Rotating machines are monitored in accordance with various standards / requirements (such as DIN ISO 10816, ISO 7919, etc.) The objective of this monitoring is to ensure the safe operation of equipment through the (early) detection of damage to the machine being monitored. Based on and in addition to these machine protection procedures, a great deal of effort is expended on technical measurement for machinery diagnostics. This begins with the placement of many sensors (shaft- and housing vibration sensors, acceleration sensors, sensors for the measurement of storage temperatures, ...) and ends with the use of special systems for the vibration-diagnostic examination of turbine generators and rotors. Through these procedures, deviations from normal operating behavior and failure of or damage to components can be detected early, and preventive maintenance measures and general maintenance are easier to plan. The operational availability of the machine is increased, and the failure of central and important operating components can thus be avoided. With the use of the right measuring technology, complete shutdowns and production losses can be averted -- especially in the energy- and process industries.

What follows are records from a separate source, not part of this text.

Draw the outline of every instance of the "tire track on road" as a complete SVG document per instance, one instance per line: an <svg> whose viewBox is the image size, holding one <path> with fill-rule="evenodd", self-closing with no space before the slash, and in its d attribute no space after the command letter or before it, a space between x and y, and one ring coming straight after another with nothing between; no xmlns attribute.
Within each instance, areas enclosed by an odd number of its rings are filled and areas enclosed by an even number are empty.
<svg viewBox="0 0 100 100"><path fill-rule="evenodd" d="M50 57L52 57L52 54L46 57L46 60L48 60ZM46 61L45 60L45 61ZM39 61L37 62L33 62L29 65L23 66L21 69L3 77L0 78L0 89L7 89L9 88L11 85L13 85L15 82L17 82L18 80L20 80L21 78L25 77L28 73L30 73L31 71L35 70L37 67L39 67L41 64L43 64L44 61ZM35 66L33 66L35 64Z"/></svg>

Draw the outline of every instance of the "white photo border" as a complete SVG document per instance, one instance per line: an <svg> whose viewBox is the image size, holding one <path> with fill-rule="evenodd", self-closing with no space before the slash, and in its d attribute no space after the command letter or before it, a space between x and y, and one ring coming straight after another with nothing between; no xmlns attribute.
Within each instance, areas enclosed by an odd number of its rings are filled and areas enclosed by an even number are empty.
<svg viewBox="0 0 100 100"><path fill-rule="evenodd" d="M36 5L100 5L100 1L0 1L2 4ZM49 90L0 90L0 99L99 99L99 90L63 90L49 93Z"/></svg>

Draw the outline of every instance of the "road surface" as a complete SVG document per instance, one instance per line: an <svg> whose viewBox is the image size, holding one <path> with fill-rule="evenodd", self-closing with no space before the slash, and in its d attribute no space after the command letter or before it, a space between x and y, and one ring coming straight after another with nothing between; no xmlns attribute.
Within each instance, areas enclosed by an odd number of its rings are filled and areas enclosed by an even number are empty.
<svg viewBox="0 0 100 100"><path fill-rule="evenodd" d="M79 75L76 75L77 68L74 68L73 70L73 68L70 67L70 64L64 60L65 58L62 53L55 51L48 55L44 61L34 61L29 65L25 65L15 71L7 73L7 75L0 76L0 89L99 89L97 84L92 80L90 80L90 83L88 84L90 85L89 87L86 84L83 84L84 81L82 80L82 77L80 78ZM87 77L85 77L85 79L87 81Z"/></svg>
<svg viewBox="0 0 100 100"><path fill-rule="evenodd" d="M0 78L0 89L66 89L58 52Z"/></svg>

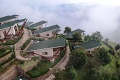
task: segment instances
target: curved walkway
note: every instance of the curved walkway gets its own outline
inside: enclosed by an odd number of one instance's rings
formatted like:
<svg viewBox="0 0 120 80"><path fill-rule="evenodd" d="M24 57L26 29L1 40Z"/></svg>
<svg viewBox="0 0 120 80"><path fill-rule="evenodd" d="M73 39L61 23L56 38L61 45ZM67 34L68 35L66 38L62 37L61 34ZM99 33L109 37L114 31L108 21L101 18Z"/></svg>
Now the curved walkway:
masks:
<svg viewBox="0 0 120 80"><path fill-rule="evenodd" d="M16 58L19 60L30 60L30 58L24 58L20 55L21 49L20 47L30 38L30 33L29 31L24 28L24 34L22 36L22 38L14 45L15 47L15 55Z"/></svg>

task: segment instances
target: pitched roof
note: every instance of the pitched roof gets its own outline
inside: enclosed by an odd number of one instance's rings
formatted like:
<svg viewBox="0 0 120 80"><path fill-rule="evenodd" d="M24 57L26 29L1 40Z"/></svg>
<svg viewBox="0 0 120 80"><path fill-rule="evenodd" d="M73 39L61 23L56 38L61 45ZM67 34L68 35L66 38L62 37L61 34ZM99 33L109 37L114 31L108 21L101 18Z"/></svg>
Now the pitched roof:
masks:
<svg viewBox="0 0 120 80"><path fill-rule="evenodd" d="M29 25L31 25L33 22L31 21L27 21L26 24L25 24L25 27L28 27Z"/></svg>
<svg viewBox="0 0 120 80"><path fill-rule="evenodd" d="M58 28L60 28L58 25L53 25L53 26L50 26L50 27L45 27L45 28L36 30L36 31L34 31L34 34L39 34L39 33L47 32L47 31L50 31L50 30L58 29Z"/></svg>
<svg viewBox="0 0 120 80"><path fill-rule="evenodd" d="M85 49L95 48L101 46L101 43L95 40L91 40L88 42L80 43L79 46L84 47Z"/></svg>
<svg viewBox="0 0 120 80"><path fill-rule="evenodd" d="M18 15L11 15L11 16L4 16L0 18L0 22L6 21L6 20L10 20L10 19L14 19L16 18Z"/></svg>
<svg viewBox="0 0 120 80"><path fill-rule="evenodd" d="M77 33L77 32L82 33L82 32L85 32L85 31L83 31L83 30L81 30L81 29L76 29L76 30L74 30L74 31L69 32L69 33L66 34L65 36L66 36L66 38L72 38L72 35L75 34L75 33Z"/></svg>
<svg viewBox="0 0 120 80"><path fill-rule="evenodd" d="M0 29L7 28L7 27L11 27L11 26L15 25L16 23L20 23L20 22L23 22L23 21L25 21L25 20L26 20L26 19L15 20L15 21L11 21L11 22L2 24L2 25L0 25Z"/></svg>
<svg viewBox="0 0 120 80"><path fill-rule="evenodd" d="M37 26L45 24L45 23L47 23L47 21L40 21L40 22L37 22L37 23L33 23L28 27L33 28L33 27L37 27Z"/></svg>
<svg viewBox="0 0 120 80"><path fill-rule="evenodd" d="M63 47L63 46L65 46L65 39L58 38L58 39L54 39L54 40L46 40L46 41L41 41L38 43L33 43L28 48L28 51L44 49L44 48L56 48L56 47Z"/></svg>

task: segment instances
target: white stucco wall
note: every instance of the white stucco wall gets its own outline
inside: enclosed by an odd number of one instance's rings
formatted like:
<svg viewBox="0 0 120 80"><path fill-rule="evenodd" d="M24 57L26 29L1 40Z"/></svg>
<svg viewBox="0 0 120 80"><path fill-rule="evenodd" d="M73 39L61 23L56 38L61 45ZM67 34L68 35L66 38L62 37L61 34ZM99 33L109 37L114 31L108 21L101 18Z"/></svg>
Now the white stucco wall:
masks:
<svg viewBox="0 0 120 80"><path fill-rule="evenodd" d="M53 57L53 49L52 48L39 49L39 50L35 50L34 52L39 54L39 55L45 56L45 57ZM44 52L47 52L48 54L44 55L43 54ZM38 56L38 55L36 55L36 56Z"/></svg>
<svg viewBox="0 0 120 80"><path fill-rule="evenodd" d="M10 27L4 28L4 29L1 29L1 30L0 30L0 36L1 36L1 38L4 38L3 32L4 32L4 31L8 32L9 28L10 28ZM11 26L11 29L10 29L10 31L9 31L8 34L15 34L14 26Z"/></svg>
<svg viewBox="0 0 120 80"><path fill-rule="evenodd" d="M10 27L9 27L10 28ZM5 30L8 32L9 28L6 28ZM11 29L8 34L15 34L14 26L11 26Z"/></svg>
<svg viewBox="0 0 120 80"><path fill-rule="evenodd" d="M43 25L39 25L39 26L36 26L35 28L36 29L42 29L44 26Z"/></svg>
<svg viewBox="0 0 120 80"><path fill-rule="evenodd" d="M47 36L47 34L49 34L49 36ZM44 32L44 33L40 33L39 35L40 35L40 36L44 36L44 37L46 37L46 38L51 38L51 37L53 37L52 31L47 31L47 32ZM41 38L42 38L42 37L41 37Z"/></svg>
<svg viewBox="0 0 120 80"><path fill-rule="evenodd" d="M4 34L3 32L0 30L0 39L3 39L4 38Z"/></svg>

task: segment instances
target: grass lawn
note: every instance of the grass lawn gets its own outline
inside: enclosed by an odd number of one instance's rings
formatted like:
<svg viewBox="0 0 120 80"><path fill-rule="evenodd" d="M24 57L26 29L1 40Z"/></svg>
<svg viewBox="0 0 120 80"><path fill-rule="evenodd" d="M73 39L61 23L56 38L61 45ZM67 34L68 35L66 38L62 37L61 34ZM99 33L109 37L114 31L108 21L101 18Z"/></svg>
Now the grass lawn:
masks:
<svg viewBox="0 0 120 80"><path fill-rule="evenodd" d="M106 45L106 44L104 44L103 42L101 42L101 44L102 44L102 46L101 47L104 47L105 49L107 49L107 50L109 50L110 48Z"/></svg>
<svg viewBox="0 0 120 80"><path fill-rule="evenodd" d="M108 42L108 44L110 44L113 48L117 45L116 43L114 43L114 42Z"/></svg>
<svg viewBox="0 0 120 80"><path fill-rule="evenodd" d="M9 54L11 52L12 52L11 48L8 48L8 49L6 49L4 51L0 50L0 58L2 58L3 56L5 56L5 55L7 55L7 54Z"/></svg>
<svg viewBox="0 0 120 80"><path fill-rule="evenodd" d="M30 61L25 61L22 64L18 64L22 69L26 70L28 67L35 65L39 60L30 60Z"/></svg>
<svg viewBox="0 0 120 80"><path fill-rule="evenodd" d="M47 60L42 60L41 62L38 63L36 67L28 71L27 74L32 78L42 76L43 74L49 71L49 68L55 66L60 60L61 58L56 58L54 63L50 63Z"/></svg>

The extensive measuring, monitoring and diagnosis of simple rotors to complex shaftings

The IfTA system is the perfect monitoring and diagnostic system for the protection and vibration diagnosis of rotating machinery, shafting and drive trains. In contrast to previously available solutions, it offers:

  • Monitoring via user-defined conditions and thresholds (in time and frequency domains)
  • Continuous and thus complete data storage (long-term!)
  • Algorithms for controlling data storage, such as, for example, the conditional storage of startup- and shutdown procedures.
  • Supplementary storage of operating data transmitted by proprietary systems, i.e. recording via OPC, Profibus, Modbus, DataSocket, etc.
  • Flexible evaluation of measurement data through user-definable plots
  • Freely adjustable layouts that make recurrent evaluations easier and significantly faster.
  • Processing of very large data sets (> 10 GB)
  • Offline calculation of additional parameters
  • Configurable number of tracked harmonics
The Nyquist plot assigns different speeds to a point on a complex plane

Measure and Analyze Rotor Dynamics: IfTA DynaMaster

DynaMaster offers all the IfTA Systems advantages. If protection doesn’t have to be implemented, DynaMaster presents the simplest solution.

> More about DynaMaster

DynaMaster has all the rotordynamics functions at its command

Rotor analysis and protection: IfTA OMDS

If protection is to be implemented in addition to measurement tasks, the real-time capability of IfTA OMDS is required. The system can be influenced through various output modules, for example, through intervention at impermissibly high amplitudes.

> More about OMDS

In addition to thermo-acoustics, IfTA OMDS can also be used for rotor-dynamic analyses.

Powerful rotor-dynamic analysis software: IfTA Trend

Der Spektrum Plot stellt die im Signal enthaltenen Frequenzen dar. Gridlinien können mit anderen Signalen Verknüpft werden.

With the help of IfTA OMDS and DynaMasters systems, it is possible to analyze the machine-dynamic performance of gas turbines, steam turbines, generators or drive trains.

The multi-functional data-analysis software IfTA Trend is used for this purpose in both cases. Intuitive operation and powerful visualization capabilities allow the speedy analysis of the following phenomena:

  • Excitation caused by mechanically and thermally induced imbalances on rotating parts
  • Excitement caused by rotating parts rubbing on stationary parts
  • Parametric excitation caused by rotor sections with different flexural rigidities
  • Magnetic force excitation caused by defects and electrical damage to generators, or influences from electrical networks
  • Excitation through coupling- and alignment errors
  • Bearing instability, an oscillation caused by the properties of the oil film on the bearing
  • Vibrational excitation caused by shrink-fit friction
  • Wave instability, a vibration caused by aerodynamic forces (excitation gap); caused by unbalanced currents in parts of the flow passage

Complex information can be represented in a simple manner using specialized plots. The following are included with the standard version:

  • Bode Plot
  • Nyquist Plot
  • ShaftCenterLine Plot
  • Orbit Plot
The Bode plot of a vibration amplitude over the number of revolutions

Example: Bode Plot

The Bode plot is a popular way to represent transfer functions. The example on the left shows the frequency response of a simple Laval rotor. Readings of the amplitude and phase (relative to a speed signal) of the first harmonic eigenmode can be taken as a function of the frequency (e.g. rotational speed in [RPM]) of the rotor.

Because the IfTA system synchronously samples and analyzes all dynamic channels in real time, a transfer function between any signals can be calculated and visualized "live".

By combining offline and online data analysis in a single program, vibration parameters from the monitored machine that are currently being measured can be compared with available and shared measurement data. In addition to the dynamic data of the rotor dynamics, slower process variables can also be displayed in the same plot. Complex scenarios can thus be analyzed more efficiently. On the hardware side, both slower data acquisition cards, as well as modules for bus connections are available for this reason.

The IfTA OMDS sets standards for the detailed and seamless analysis of the oscillation behavior of rotors.